If this has never worked ok, then go to a command prompt and do an nslookup of google.com. Check the lines for server and address and make sure it is using the one you think it should be. If that is ok then load the page using the ip address (http://w.x.y.z) to see if it's speed is ok.

What do you get?
Run dcdiag /test:dns

Could be that the local DNS server at remote office is having issues contacting the ISP DNS servers.
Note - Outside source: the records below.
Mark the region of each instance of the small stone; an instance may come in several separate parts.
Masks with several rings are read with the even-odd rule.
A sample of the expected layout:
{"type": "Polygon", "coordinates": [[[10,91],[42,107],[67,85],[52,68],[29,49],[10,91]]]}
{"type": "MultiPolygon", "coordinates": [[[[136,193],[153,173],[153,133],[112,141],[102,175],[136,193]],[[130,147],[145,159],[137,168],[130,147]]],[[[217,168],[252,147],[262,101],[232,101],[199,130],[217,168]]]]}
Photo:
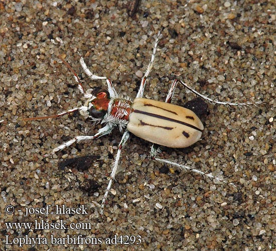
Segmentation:
{"type": "Polygon", "coordinates": [[[237,219],[234,219],[233,220],[233,225],[234,226],[237,226],[239,223],[239,221],[237,219]]]}
{"type": "Polygon", "coordinates": [[[225,206],[227,204],[227,202],[222,202],[220,205],[221,206],[225,206]]]}
{"type": "Polygon", "coordinates": [[[143,73],[139,70],[135,73],[135,75],[139,78],[142,78],[143,76],[143,73]]]}
{"type": "Polygon", "coordinates": [[[264,229],[262,229],[259,232],[259,235],[261,235],[261,234],[263,234],[265,232],[265,230],[264,229]]]}
{"type": "Polygon", "coordinates": [[[202,14],[203,12],[204,12],[203,8],[202,8],[201,6],[199,6],[198,5],[196,6],[194,10],[199,14],[202,14]]]}
{"type": "Polygon", "coordinates": [[[225,78],[224,77],[224,76],[223,76],[223,75],[219,75],[217,77],[217,79],[218,81],[225,81],[225,78]]]}
{"type": "Polygon", "coordinates": [[[226,2],[224,3],[224,7],[228,8],[231,6],[231,4],[229,2],[226,2]]]}
{"type": "Polygon", "coordinates": [[[161,204],[159,204],[159,203],[156,203],[155,205],[156,206],[156,207],[157,207],[158,208],[159,208],[160,209],[162,209],[163,208],[163,206],[161,204]]]}
{"type": "Polygon", "coordinates": [[[265,150],[264,150],[263,149],[261,149],[261,150],[260,150],[260,153],[262,155],[264,155],[266,154],[267,152],[266,152],[265,150]]]}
You could forward all external requests to your HQ DNS server which should speed up some requests
it looks like that you are using your ISP DNS server as your primary forwarder in remote office server . login to DNS server it self and try a nslookup to google , how is the performance on the server itself ?

use nslookup and connect to each DNS server i your forwarder list , see which one is quicker and which one is slower.

when this issue started ? just recently or from day one ?
if ALL IP traffic from your remote site travels across your VPN to the central office and then out to the internet, then that would be the cause for slower internet traffic in the remote site.

You can consider allowing internet 'break-out' in your remote site and only 'force' your internal network traffic over your VPN.
If you do implement this in your remote site, be aware that proxy/firewall/web filtering needs to be provided as you would in you central office, alternatively you can have a downstream proxy in the remote site, pre-caching some frequently used web sites - this could ease some of the delays but not all.